Open TBusen opened 8 years ago
this is just a test table, moving it from mysql to oracle with same connections works fine, just can't write to mysql from oracle
I have fixed this issue, however I wanted to point something out to you.
This was certainly an error, and arose from some performance updates which changed the way we store and access rows in memory, by changing from dict
to list
objects.
This only occurs when you want to UPSERT rows into your Target database, so it is not a MySQL vs. Oracle issue. Wanted to point this out, because this is a feature of this tool that is not very well documented (currently).
If your Target database tables already contain rows, ETLAlchemy will try to UPSERT rows: it will insert rows that DNE, and it will update rows that do exist. It uses the primary key value to check as a unique index to check for existence (or lack of) of a row, and does not support the UPSERT migration if a table does not contain Primary Keys.
Could you validate that this is working, and close this issue if this has fixed the problem?
I will check this, but is there a way around the PK requirement? For some of our analytic Tables we don't have PK not vector duplicated data but NULL values that arise when you join multiple tables.
Thanks, Travis
Sent from my iPhone
On Nov 14, 2016, at 8:09 AM, Sean Harrington notifications@github.com wrote:
I have fixed this issue, however I wanted to point something out to you.
This was certainly an error, and arose from some performance updates which changed the way we store and access rows in memory, by changing from dict to list objects.
This only occurs when you want to UPSERT rows into your Target database, so it is not a MySQL vs. Oracle issue. Wanted to point this out, because this is a feature of this tool that is not very well documented (currently).
If your Target database tables already contain rows, ETLAlchemy will try to UPSERT rows: it will insert rows that DNE, and it will update rows that do exist. It uses the primary key value to check as a unique index to check for existence (or lack of) of a row, and does not support the UPSERT migration if a table does not contain Primary Keys.
Could you validate that this is working, and close this issue if this has fixed the problem?
— You are receiving this because you authored the thread. Reply to this email directly, view it on GitHub, or mute the thread.

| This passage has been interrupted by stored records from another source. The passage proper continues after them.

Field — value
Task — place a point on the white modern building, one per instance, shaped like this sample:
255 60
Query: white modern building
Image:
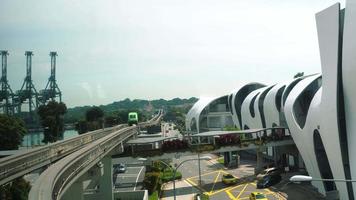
319 110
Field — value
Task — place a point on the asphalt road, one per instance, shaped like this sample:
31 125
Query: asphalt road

Well it doesn't break anymore, but it just creates an empty table in MySQL. The table has the PK, FK and indexes transferred to from Oracle to MySQL, but not data. ETLAlchemy exports all the data to CSV and it says it writes it to target DB but it's not. I get no errors.
Attached is my output
The 2 runs you describe (first one breaks, second one runs) are running in two different states. The first run outlined in the Issue description, is UPSERTING rows into a table that already exists on the target host. Your recent run ( that failed to migrate data ) is INSERTING rows, because the table 'xxx' does not exist on the target database.
That said, no reason comes to mind regarding why the data wouldn't be loading. I would comment-out line 736 in ETLAlchemySource.py (os.remove(data_file_path)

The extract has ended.